Saturday, 27 de April de 2024 ISSN 1519-7670 - Ano 24 - nº 1285

Estado de violência

Os jornais paulistas noticiam nas edições de quinta-feira (16/5) dois crimes violentos cometidos na região Oeste de São Paulo na noite de terça. No bairro de Perdizes, um estudante da Pontifícia Universidade Católica, de 23 anos, foi baleado no pescoço ao sofrer um assalto. Os ladrões queriam seu telefone celular. Em Pinheiros, um atendente de padaria, de 22 anos, foi morto com dois tiros por ladrões que levaram sua mochila e seu telefone.

No primeiro caso, os diários destacam que a vítima foi baleada mesmo sem ter reagido. No segundo caso não há testemunhos, mas pode-se supor que também não houve reação, porque a vítima foi surpreendida por dois assaltantes.

A imprensa trata de maneiras diferentes os dois episódios semelhantes. A Folha de S.Paulo junta as duas histórias e registra no título: “Balconista é morto em Pinheiros, e aluno da PUC, baleado em Perdizes”. O Estado de S. Paulo dá amplo destaque para o caso do estudante baleado e registra em uma coluna curta o assassinato do atendente de padaria. O título da reportagem principal diz o seguinte: “Aluno da PUC fica meia hora à espera de socorro; TJ volta a proibir resgate por PM”. No título da nota ao lado, lê-se que “Rapaz de 22 anos é morto em assalto em Pinheiros”.

Vamos passar ao largo dos critérios adotados pelo Estado para uma hierarquia das vítimas: o tratamento desigual dado aos dois acontecimentos indica que um universitário que sobrevive a um tiro vale, para o jornal, mais do que um ajudante de padaria que morre baleado, ainda que as circunstâncias motivadoras dos dois crimes – o roubo de um telefone – sejam iguais.

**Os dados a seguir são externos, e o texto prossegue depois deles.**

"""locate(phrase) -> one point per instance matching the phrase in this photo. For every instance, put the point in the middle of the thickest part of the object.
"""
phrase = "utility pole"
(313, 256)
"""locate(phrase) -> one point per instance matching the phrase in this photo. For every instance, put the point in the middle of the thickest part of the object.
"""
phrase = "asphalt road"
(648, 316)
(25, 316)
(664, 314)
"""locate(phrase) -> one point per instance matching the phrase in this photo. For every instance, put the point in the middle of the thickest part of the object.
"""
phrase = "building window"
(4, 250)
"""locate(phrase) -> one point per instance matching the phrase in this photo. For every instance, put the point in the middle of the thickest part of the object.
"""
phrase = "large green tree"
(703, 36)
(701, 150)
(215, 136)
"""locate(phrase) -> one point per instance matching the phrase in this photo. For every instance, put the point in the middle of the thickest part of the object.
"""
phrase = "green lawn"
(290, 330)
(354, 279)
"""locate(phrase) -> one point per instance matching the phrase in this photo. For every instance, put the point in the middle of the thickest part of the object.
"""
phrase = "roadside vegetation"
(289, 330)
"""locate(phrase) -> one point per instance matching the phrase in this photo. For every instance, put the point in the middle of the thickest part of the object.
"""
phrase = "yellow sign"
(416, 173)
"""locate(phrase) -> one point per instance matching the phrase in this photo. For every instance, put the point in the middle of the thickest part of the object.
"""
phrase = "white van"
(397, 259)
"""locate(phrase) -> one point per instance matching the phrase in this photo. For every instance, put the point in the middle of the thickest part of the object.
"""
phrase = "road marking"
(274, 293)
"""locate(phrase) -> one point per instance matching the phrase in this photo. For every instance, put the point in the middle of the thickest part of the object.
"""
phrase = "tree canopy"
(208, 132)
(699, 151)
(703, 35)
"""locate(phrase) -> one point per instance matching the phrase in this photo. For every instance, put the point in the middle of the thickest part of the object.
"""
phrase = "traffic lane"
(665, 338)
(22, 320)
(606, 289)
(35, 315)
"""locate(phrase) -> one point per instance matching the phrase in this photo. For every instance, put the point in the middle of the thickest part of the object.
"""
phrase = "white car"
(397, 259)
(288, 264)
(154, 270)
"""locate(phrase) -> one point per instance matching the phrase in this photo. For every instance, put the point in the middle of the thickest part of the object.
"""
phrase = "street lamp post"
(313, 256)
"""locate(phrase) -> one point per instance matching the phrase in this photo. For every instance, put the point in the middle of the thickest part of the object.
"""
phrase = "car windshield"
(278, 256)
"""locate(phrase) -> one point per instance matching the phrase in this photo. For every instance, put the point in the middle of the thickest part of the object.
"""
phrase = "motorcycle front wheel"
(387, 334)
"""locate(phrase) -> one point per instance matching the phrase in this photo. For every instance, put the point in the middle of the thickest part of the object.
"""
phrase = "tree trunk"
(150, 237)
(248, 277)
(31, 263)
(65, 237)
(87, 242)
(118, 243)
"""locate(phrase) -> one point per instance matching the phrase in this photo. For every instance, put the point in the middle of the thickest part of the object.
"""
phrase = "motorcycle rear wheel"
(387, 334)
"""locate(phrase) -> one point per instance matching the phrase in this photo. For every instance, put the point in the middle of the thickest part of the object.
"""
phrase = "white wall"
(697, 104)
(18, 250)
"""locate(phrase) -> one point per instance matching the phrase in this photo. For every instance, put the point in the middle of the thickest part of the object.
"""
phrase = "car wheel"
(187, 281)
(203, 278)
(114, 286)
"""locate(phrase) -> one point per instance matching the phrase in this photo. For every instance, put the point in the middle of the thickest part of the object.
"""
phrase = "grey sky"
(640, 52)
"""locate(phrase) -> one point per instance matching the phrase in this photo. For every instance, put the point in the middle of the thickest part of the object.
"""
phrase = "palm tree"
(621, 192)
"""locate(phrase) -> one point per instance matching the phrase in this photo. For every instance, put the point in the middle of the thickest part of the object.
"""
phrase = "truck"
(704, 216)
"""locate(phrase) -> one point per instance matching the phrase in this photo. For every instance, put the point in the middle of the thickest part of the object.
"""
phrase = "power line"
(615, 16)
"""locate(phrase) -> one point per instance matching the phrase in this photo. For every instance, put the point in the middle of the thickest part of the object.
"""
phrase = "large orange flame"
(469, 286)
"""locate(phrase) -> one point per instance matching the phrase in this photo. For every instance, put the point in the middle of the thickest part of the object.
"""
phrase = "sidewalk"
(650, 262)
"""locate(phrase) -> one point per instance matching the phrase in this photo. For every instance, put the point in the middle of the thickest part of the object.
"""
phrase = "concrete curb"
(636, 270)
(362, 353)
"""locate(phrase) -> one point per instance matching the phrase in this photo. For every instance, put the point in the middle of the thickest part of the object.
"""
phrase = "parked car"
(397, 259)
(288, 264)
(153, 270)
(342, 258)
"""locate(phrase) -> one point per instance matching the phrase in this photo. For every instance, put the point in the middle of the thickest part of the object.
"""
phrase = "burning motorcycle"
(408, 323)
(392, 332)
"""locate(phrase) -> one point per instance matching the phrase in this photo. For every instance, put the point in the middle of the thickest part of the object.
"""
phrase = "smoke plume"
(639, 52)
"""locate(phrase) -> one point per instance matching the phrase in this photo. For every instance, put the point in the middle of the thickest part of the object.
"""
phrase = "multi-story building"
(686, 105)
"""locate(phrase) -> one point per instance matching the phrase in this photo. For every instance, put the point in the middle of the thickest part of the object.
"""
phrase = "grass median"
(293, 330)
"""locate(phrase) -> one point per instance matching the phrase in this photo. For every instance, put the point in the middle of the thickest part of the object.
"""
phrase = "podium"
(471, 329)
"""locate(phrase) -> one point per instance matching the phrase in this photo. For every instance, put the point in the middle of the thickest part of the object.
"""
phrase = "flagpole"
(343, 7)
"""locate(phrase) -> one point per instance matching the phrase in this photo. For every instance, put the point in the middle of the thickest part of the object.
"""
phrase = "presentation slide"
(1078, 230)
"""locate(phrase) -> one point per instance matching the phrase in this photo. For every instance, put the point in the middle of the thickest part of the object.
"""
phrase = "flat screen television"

Por coincidência, os dois aparelhos eram da mesma marca, do tipo smartphone.

Não há como avaliar tal critério de decisão editorial sem passar por uma reflexão penosa que fatalmente conduziria à conclusão de que a imprensa, ou parte dela, dá valores diferentes para os seres humanos conforme seu status social, sua atividade profissional ou o lugar onde vive.

Sob qualquer critério, a morte do balconista é fato mais chocante do que o atentado que deixou o estudante com um ferimento grave, ainda que com risco de vir a morrer em consequência do tiro. Pode-se dizer que o editor do Estado optou por destacar o caso do aluno da PUC por causa da oportunidade de colocar em discussão a proibição de que policiais militares prestem socorro a vítimas de lesões corporais graves.

Epidemia de assassinatos

Para o Estado, importante é discutir essa decisão polêmica do governo paulista, tomada pelo fato de que policiais militares costumam atirar contra suspeitos, alegando que haviam reagido à abordagem, e simulam o socorro, deixando-os morrer ou apressando a morte dentro da viatura. Para a Folha, pelo menos no caso presente, importante é destacar a violência.

A banalidade com que os criminosos matam ou tentam matar as vítimas de assalto é fenômeno mais ou menos recente em São Paulo e certamente tem a ver com a estratégia de segurança pública adotada no estado. Em qualquer circunstância, não é aceitável o espantoso aumento dos casos de latrocínio, ainda mais levando-se em conta o valor irrisório dos objetos subtraídos das vítimas.

Sem confronto, sem risco, aproveitando-se da surpresa e sem qualquer temor de virem a ser apanhados e, se o forem, de virem a ser punidos, os ladrões “evoluíram” para o papel de executores em um número de ocorrências que deveria estar provocando muito mais indignação do que o que se vê na imprensa.

Uma epidemia de assassinatos motivados pelo interesse de roubar telefones usados, como acontece nos últimos meses, deveria estar perturbando a consciência das autoridades e dos jornalistas.

Não se trata de crimes misteriosos: por trás de cada assalto há um receptador que encomendou o telefone; depois do receptador há os compradores de aparelhos usados; os negociantes que vendem esses aparelhos têm domicílio; os aparelhos podem ser identificados.

Se a posse de um telefone com acesso à internet virou um risco de morte, é preciso pensar o sistema como um todo, e não apenas fazer a polícia ficar correndo atrás dos assaltantes. Afinal, o que é que faz um telefone se tornar tão valioso a ponto de levar um criminoso a arriscar a pena por latrocínio em vez da acusação de roubo, que praticamente não resulta em prisão?

Ao destacar as semelhanças entre a morte do ajudante de padaria e a tentativa de matar o universitário, a Folha escancara o absurdo da violência que se abate sobre os cidadãos. Mas não vai adiante, como se evitasse colocar em discussão uma política de segurança que, ao que tudo indica, faz São Paulo viver em estado de violência.